26.4.08

Bir yazı- iki mana....


Sonbaharın tatlı ama sinsi serinliğinde şehrin betonlardan boşluk bulmuş tüm alanlarında eğilip kalkan onlarca insanoğlu.
Görünüşte toprakla uğraşıyorlar. Ancak onların ne iş yaptıklarını anlamak için aradan en az 5-6 ay geçmesi gerek. Bahar gelecek ve emekler renk verecek. Lale bunlar, önce insanı etkiliyorlar, sonra da düşündürüyorlar?

Neden?

Sadece bir kez çiçek verecek olan bu bitkiye neden bu kadar emek ve hepsinden öte başka türlü daha iyi değerelendirilebilecek onca para dökülür, neden?

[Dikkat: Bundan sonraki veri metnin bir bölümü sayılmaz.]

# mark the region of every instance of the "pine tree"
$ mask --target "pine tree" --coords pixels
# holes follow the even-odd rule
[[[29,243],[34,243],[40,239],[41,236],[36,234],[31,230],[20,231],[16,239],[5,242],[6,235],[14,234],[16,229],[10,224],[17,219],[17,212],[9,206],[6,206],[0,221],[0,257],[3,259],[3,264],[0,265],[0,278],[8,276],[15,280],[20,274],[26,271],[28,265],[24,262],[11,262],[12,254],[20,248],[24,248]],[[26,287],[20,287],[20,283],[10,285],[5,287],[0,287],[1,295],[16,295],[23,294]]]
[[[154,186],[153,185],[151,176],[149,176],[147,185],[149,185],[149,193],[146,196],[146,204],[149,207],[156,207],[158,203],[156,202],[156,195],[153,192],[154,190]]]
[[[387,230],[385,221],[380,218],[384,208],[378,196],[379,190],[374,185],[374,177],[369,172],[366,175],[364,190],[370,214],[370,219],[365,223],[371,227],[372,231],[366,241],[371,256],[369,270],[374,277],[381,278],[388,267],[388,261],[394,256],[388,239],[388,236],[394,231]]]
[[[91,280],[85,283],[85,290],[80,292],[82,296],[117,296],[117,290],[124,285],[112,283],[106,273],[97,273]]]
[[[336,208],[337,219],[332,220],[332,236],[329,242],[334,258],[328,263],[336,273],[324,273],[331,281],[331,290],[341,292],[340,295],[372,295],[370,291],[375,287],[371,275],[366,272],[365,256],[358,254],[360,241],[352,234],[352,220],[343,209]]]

Kimileri lale devri diyor, başka başka manalarda. Kimileri ise “görünür” hizmet diyor, hani çiçeklerin arıları çektiği gibi oyları çekecek olan.

Bilmiyorum.

Tek bildiğim evvel ezel, ama çocuğum doğduktan sonra geçici şeylere harcanan külliyatlı paralara ben çok yanıyorum.

Çöl olacak diyorlar, 20 -30 yıldan bahsediyorlar. E o halde neden bu paralara ağaçlar dikmiyorlar. Basit bir hesapla şu sonuca varıyorum. Benim şimdiki yaşıma gelmeden “Arapların memleketi gibi” bir çölde mi yaşayacak yani kızım?

Olmadı şimdi.

Bizler 19 Mayıs’larda fırıl fırıl- tiril tiril eteklerini döndüre döndüre gençliğini yaşamış bir “buğday ambarı ülkenin” çocuklarıydık.

Ya kızım, ya kızlarımız?

Sonra laleye döndürüyorum yüzümü. Soğanlı bir bitkiymiş. Soğuğu severmiş büyümek için, ama illaki toprak altındaçaktırmadan, … Zamanı gelince çıkarmış ortalığa, tüm debdebesi ve ihtişamı ile. Tıpkı hortlamak için senelerdir zaman kollayan birileri gibi! Ama sonra? Sonrası güle güle…

Oysaki Atatürk Orman Çiftliği baki… Üzerindeki ağaçların görevi ise belli… Biiyorsunuz değil mi?